Da nota final de Fernando Cabral Martins, há que averbar algumas sínteses felizes da Mensagem, notadamente quando recorda que a heteronímia “é também um processo literário”. O “ser outro” quando Pessoa escreve é nele um ato criador – explicação que, por si só, explica simultaneamente a heteronímia e o “fingimento” do poeta. Nem todos aceitarão, porém, a intepretação do nacionalista que Pessoa foi, porque nada é mais fácil e direto do que as suas autobiografias.

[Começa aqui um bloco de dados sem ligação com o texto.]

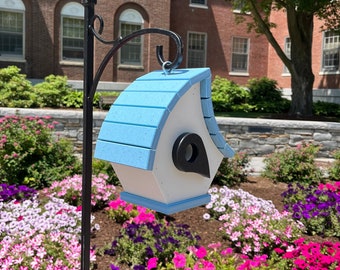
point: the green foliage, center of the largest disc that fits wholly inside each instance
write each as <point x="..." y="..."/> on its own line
<point x="104" y="167"/>
<point x="15" y="89"/>
<point x="334" y="170"/>
<point x="228" y="96"/>
<point x="322" y="108"/>
<point x="265" y="96"/>
<point x="30" y="155"/>
<point x="232" y="171"/>
<point x="52" y="91"/>
<point x="293" y="165"/>
<point x="139" y="242"/>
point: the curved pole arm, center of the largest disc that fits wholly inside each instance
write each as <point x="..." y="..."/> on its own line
<point x="117" y="44"/>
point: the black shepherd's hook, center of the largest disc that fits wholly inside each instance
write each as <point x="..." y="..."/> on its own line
<point x="118" y="43"/>
<point x="90" y="86"/>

Outro ponto discordante é o de que o escritor, apesar de distante do regime salazarista, dele aceitou um prêmio pecuniário, “ainda por cima da categoria B”. Acontece que o regulamento do concurso Prêmio Antero de Quental de 1934, instituído pelo Secretariado Nacional de Propaganda (de Salazar), era claro – e, dizendo-o, nada nos aproximará do salazarismo: “O prêmio Antero de Quental será atribuido a obras de duas categorias: a) ao melhor livro de versos, não inferior a 100 páginas (...); b) a um poema, ou poesia solta, onde as mesmas qualidades e intenções se manifestem”, etc. Acontece que Mensagem tinha menos de 100 páginas, admitindo-se que pode ser entendida como “um poema” em várias partes (Fernando Pessoa admitiu-o). Por isso é que, sem veleidades políticas, deve ler-se com atenção o que José Blanco escreveu, a propósito: “(...) o júri do concurso, embora se tenha redondamente enganado no seu juízo sobre a obra premiada – Romaria, do Padre Vasco Reis – foi obrigado pelas disposições regulamentares do concurso a atribuir ao livro de Pessoa o prêmio da segunda categoria, e não um prêmio de segunda categoria, como é hoje ponto assente para quase todos os comentadores pessoanos”– in A Língua Portuguesa.

E se é indesmentível que o júri se enganou, o diretor do Secretariado de Propaganda Nacional (de Salazar) não se deixou embair e resolveu criar um “prêmio” especial, pecuniário, que passou de 1.000 para 5.000 escudos (igual ao prêmio da primeira categoria), iniciativa que pode ter indignado os fascistas da época; mas esse diretor era Antônio Ferro, escritor modernista (foi o primeiro editor da revista Orpheu) e, apesar de se ter inclinado pelo regime salazarista, sabia distinguir (e distinguia) o trigo do joio estético...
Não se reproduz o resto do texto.